Two weeks ago some of my colleagues and I attended the Spark+AI Summit in London. The conference was all about Apache Spark and the Databricks Unified Analytics platform. I’m excited that the focus of this year’s conference shifted from purely engineering to include topics on data science and AI as well. With that in mind, I wanted to talk about some of the most exciting news this year.
A bit of history
Reynold Xin, one of the founders of Apache Spark, opened the summit with a great keynote, which you can watch here. He gave an overview of how Apache Spark evolved throughout the years, all the way from how it started with the Netflix challenge, to the early release of the core engine, the Dataframe API and later the Structured Streaming API. It was a very interesting talk that gave some insight into what got them to work on this project.
The project aims to substantially improve the performance and fault-recovery of distributed deep learning and machine learning frameworks on Spark.
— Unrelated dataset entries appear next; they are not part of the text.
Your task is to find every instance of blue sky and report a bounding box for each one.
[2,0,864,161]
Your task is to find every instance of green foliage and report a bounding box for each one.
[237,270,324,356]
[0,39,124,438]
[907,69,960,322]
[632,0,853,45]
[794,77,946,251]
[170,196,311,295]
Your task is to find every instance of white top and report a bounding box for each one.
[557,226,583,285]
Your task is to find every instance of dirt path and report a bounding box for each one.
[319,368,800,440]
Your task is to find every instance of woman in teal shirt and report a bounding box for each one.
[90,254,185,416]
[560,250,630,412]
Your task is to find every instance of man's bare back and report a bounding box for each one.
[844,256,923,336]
It does this by enhancing both data exchange and the execution model.
I can say that from my own experience with PySpark there are severe performance penalties of using UDFs, which is largely due to the row-at-a-time data exchange between Spark and Python. I was happy to see the vectored execution possibilities in the Spark 2.3 release, which were a great improvement. As for the Spark execution model, Reynold mentioned that there’s a fundamental incompatibility between the original Spark execution model and the nature of distributed machine learning models. Typical data prep workloads are embarrassingly parallel, so computation can easily be scaled out to multiple tasks, which are completely independent. On the other hand, many machine learning frameworks require coordination between tasks, so tasks are not independent. This has implications for the fault tolerance of your system, since it requires you to rerun all tasks that have inter-dependencies when one of the tasks crashes.
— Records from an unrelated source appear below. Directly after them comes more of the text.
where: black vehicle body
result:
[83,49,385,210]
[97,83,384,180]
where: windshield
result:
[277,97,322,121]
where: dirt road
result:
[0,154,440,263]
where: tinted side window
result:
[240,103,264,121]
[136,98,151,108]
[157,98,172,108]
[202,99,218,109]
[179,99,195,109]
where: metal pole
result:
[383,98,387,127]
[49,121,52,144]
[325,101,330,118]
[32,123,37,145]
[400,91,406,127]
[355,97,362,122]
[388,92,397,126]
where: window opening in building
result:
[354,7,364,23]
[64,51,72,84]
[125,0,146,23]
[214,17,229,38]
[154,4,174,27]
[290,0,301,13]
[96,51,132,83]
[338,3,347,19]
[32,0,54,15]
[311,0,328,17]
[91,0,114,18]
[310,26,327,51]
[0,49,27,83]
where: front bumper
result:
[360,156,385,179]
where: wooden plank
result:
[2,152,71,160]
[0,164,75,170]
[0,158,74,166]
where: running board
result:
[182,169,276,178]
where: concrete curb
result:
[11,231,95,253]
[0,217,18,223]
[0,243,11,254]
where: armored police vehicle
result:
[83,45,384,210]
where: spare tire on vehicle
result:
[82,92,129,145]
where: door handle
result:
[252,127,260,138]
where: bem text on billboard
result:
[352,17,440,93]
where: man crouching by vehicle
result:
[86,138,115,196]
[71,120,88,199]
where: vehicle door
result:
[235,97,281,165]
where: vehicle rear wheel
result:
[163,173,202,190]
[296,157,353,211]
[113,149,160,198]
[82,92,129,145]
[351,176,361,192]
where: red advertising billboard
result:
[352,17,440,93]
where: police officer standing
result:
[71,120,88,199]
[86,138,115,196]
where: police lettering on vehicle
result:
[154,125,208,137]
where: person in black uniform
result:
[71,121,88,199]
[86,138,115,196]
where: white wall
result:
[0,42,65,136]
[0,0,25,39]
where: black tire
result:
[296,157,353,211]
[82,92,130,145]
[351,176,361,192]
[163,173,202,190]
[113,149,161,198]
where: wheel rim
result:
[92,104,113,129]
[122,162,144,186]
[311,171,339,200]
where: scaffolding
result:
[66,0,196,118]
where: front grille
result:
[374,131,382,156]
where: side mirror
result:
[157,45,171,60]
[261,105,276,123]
The above two challenges are exactly what Project Hydrogen aims to resolve – optimize data exchange and unify Spark and ML execution models. We’ve already seen some of these improvements, such as vectored UDFs, where UDFs can be defined as operating on chunks of data rather than one-at-a-time. And Gang Scheduling, which allow you to schedule a task in an all or nothing fashion. We will likely see more of these developments in future releases.
The second to give a keynote was Matei Zaharia, one of the original creators of Apache Spark. He spoke about MLflow, an open-source platform Databricks introduced at the Spark Summit last June. You can find his talk here. The platform is built to manage the end-to-end Machine Learning lifecycle. The ML lifecycle typically consists of the following steps: raw data collection, data prep, model training, and model deployment. Each of these steps comes with its own framework, tools and technical challenges (such as tuning your models, scaling the training ML models and generating new predictions once deployed).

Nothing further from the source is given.